Unterscheiden Sie zwischen Digitalisierung und digitaler Transformation? Wenn Ja: Wie beschreiben Sie diese Unterschiede? 

Gofore versteht sich als Partner für die Digitale Transformation. Dies ist aus unserer Sicht ein umfassenderes Thema als die Digitalisierung und beinhaltet einen ganzheitlichen, strategischen Wandel von Geschäftsmodellen, Prozessen und Organisationen durch die Verwendung digitaler Technologien. Unser Leistungsangebot reflektiert diese Sicht, um für unsere Kunden ganzheitliche Services rund um die Digitale Transformation anzubieten.

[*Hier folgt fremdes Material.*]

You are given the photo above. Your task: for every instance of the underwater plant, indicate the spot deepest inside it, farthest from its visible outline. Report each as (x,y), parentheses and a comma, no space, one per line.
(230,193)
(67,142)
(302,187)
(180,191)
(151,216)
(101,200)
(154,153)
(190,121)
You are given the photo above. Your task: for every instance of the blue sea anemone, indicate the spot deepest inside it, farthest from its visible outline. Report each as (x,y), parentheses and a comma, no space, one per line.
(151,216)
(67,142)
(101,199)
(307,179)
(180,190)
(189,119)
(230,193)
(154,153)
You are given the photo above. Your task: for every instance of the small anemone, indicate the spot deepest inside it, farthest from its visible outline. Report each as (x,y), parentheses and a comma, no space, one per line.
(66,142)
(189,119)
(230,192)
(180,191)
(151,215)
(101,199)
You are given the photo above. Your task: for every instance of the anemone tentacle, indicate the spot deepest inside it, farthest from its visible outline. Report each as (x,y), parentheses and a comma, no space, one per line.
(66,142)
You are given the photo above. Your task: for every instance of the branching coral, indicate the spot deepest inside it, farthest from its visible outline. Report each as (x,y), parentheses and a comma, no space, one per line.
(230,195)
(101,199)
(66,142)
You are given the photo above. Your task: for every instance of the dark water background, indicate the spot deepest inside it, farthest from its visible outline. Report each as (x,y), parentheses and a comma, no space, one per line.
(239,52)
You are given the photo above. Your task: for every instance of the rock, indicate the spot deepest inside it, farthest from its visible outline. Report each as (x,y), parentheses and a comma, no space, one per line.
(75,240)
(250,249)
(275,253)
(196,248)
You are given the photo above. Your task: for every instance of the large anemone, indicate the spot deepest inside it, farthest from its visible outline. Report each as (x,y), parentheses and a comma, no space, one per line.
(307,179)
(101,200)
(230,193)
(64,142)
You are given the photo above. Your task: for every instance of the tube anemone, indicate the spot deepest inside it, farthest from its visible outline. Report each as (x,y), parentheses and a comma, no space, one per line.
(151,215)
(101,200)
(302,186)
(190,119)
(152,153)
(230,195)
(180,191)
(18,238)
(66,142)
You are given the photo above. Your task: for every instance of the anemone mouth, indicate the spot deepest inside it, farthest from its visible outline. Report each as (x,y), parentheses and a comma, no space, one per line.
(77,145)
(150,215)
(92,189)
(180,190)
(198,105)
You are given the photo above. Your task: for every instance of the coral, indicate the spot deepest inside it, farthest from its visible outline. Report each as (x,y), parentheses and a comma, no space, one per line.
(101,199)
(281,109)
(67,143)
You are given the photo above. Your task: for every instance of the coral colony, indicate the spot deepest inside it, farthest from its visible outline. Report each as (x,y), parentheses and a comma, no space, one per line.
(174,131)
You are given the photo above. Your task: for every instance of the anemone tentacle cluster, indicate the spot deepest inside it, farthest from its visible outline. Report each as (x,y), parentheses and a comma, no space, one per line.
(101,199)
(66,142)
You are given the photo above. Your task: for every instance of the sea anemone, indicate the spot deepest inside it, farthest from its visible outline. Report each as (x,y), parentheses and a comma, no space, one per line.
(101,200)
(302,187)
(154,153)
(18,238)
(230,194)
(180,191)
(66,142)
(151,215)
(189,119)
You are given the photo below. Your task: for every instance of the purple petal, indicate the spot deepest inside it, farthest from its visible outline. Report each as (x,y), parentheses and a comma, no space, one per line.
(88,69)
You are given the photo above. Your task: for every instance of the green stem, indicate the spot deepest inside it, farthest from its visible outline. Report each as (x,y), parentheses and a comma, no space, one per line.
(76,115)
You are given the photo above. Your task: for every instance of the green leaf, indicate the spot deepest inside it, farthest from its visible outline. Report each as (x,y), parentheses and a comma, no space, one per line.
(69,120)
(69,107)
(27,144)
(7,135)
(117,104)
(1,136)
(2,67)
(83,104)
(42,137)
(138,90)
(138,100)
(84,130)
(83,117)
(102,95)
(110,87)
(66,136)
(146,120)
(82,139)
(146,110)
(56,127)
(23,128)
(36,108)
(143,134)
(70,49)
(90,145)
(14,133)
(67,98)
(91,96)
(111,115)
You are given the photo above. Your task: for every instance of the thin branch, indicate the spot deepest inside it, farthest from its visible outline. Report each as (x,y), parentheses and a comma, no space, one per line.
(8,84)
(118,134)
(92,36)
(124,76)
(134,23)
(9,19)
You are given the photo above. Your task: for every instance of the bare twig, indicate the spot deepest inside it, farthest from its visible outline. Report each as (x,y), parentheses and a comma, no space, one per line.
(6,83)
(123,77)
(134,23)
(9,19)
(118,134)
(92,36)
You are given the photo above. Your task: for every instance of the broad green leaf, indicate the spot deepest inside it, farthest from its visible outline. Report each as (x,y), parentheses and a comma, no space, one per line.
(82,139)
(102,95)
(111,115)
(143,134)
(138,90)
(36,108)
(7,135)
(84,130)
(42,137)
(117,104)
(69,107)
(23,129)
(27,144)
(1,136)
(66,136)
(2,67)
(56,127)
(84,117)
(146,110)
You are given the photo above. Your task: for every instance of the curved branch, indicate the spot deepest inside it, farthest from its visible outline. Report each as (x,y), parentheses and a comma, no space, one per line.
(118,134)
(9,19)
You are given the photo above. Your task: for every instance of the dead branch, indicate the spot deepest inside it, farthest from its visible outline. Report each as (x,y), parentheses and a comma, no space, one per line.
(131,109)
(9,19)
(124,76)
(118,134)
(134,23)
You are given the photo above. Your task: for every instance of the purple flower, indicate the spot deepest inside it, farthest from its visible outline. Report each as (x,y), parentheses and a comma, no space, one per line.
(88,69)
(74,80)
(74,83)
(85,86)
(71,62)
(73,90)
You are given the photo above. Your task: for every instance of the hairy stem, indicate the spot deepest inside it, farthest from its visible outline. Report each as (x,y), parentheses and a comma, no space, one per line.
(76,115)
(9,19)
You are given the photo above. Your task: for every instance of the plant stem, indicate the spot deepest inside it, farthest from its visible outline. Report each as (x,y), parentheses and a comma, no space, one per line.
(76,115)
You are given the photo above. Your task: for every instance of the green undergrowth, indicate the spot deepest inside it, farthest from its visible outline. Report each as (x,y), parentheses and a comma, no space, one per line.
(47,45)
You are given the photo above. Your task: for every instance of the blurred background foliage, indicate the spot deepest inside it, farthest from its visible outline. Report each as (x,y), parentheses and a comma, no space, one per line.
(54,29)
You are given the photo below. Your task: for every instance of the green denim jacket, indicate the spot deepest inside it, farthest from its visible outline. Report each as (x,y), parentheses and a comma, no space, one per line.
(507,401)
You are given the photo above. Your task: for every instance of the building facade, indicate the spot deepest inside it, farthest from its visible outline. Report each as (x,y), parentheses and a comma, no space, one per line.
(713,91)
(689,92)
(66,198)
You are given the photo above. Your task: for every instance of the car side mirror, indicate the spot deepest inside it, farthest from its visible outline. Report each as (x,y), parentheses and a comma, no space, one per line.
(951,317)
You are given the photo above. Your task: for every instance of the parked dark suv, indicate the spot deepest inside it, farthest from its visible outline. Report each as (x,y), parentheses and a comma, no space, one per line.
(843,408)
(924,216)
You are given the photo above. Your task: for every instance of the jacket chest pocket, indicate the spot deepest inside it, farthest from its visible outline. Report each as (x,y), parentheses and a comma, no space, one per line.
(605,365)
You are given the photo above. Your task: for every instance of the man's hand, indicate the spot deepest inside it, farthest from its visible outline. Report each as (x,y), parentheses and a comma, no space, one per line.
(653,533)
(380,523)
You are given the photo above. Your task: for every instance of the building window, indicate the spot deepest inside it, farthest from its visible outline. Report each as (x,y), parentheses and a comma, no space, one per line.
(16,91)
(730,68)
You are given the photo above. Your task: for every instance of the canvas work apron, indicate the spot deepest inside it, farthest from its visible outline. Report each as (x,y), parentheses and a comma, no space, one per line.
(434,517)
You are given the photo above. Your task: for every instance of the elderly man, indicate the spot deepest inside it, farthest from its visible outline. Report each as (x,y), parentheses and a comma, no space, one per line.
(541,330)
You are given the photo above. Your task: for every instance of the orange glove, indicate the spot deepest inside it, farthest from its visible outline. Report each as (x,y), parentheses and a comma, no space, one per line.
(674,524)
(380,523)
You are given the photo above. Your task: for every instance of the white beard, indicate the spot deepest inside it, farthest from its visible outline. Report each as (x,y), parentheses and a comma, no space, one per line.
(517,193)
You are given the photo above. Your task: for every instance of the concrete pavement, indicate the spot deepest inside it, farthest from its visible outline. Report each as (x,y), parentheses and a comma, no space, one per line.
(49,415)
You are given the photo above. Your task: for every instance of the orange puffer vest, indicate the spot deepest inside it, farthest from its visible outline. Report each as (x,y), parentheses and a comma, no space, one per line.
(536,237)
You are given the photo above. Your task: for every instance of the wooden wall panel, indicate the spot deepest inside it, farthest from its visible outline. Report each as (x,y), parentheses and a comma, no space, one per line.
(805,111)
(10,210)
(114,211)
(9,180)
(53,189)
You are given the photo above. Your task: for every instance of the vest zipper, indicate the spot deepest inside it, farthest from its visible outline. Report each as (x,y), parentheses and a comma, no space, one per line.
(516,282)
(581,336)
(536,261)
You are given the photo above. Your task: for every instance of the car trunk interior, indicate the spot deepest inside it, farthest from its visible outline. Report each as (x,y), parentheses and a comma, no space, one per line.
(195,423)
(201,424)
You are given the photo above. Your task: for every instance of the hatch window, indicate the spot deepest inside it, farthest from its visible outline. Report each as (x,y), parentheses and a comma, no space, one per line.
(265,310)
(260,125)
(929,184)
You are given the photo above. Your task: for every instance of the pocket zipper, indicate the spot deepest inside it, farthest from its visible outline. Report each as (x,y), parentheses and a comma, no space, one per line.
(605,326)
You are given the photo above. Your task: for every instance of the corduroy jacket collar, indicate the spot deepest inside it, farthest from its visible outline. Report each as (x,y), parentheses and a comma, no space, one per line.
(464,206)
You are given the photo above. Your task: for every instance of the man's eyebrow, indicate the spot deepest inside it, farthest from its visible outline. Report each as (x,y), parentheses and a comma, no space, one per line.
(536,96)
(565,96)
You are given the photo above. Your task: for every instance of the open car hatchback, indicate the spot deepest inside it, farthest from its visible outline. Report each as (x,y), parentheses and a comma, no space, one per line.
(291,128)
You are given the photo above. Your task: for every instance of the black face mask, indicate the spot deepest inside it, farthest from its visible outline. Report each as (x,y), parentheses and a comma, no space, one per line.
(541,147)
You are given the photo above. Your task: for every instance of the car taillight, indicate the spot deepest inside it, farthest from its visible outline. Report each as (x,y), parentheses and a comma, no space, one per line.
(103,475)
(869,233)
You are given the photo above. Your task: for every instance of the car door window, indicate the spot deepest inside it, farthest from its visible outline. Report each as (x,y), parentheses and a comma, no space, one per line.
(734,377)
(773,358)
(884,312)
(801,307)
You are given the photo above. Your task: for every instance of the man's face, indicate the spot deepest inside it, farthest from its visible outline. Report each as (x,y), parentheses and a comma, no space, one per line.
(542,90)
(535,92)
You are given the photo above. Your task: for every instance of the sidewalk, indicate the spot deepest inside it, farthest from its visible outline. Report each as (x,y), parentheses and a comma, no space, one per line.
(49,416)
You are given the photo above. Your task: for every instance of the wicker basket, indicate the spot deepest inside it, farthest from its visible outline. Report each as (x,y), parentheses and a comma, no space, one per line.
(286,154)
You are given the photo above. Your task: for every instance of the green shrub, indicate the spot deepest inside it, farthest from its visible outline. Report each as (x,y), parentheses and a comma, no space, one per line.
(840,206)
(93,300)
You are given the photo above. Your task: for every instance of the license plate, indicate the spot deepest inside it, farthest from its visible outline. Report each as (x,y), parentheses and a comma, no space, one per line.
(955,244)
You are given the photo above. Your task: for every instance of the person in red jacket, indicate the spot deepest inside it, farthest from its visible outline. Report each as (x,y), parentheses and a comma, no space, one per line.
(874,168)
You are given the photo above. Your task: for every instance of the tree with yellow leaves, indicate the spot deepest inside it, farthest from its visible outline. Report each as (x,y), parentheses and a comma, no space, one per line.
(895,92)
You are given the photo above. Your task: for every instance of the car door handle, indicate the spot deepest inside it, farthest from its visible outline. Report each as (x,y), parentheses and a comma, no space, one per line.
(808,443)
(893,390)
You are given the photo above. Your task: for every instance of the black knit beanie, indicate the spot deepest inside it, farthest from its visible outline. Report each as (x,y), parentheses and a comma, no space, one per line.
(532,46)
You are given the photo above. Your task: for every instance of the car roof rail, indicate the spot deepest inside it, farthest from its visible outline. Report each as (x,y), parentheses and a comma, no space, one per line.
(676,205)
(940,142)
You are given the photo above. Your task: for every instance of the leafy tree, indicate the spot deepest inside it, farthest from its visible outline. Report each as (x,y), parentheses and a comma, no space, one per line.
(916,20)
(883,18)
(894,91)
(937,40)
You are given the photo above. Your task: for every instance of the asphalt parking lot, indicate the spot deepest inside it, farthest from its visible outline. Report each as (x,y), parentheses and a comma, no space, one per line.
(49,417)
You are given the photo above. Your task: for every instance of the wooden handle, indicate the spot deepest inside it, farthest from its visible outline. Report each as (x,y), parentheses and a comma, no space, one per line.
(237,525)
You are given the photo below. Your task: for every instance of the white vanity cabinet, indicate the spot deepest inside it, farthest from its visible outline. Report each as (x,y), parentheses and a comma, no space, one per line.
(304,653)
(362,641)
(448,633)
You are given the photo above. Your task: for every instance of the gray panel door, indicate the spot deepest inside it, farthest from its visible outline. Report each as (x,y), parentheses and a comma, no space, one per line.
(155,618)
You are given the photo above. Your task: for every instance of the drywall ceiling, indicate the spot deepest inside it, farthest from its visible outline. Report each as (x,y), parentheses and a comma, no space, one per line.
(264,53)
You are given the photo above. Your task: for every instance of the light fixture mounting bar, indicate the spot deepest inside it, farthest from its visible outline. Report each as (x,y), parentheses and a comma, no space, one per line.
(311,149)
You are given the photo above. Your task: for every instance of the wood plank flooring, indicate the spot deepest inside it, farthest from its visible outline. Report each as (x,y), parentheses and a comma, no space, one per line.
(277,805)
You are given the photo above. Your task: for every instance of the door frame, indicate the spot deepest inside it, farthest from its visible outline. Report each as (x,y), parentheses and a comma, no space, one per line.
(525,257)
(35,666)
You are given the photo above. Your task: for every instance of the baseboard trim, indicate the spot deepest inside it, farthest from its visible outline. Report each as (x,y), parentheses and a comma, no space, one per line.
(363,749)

Was macht aus Ihrer Sicht den USP von Gofore aus? 

Die Erfolgsgeschichte von Gofore basiert auf einer einzigartigen Unternehmenskultur und starken Werten. Die Werten sind seit der Gründung des Unternehmens vor über 20 Jahren gleich geblieben: Gofore sollte der bestmögliche Arbeitsplatz für seine Mitarbeitenden sein und mit dem Erfolg ihrer Kunden und Kundinnen voranschreiten. 

Die deutsche Arbeitgeber-Bewertungsplattform Kununu hat die deutsche Gofore Tochtergesellschaft eMundo als besten Arbeitgeber Münchens 2023 bewertet. In Finnland ist Gofore als Arbeitsgeber vielfach ausgezeichnet und wurde 2021 zur Arbeitgebermarke des Jahres gewählt. 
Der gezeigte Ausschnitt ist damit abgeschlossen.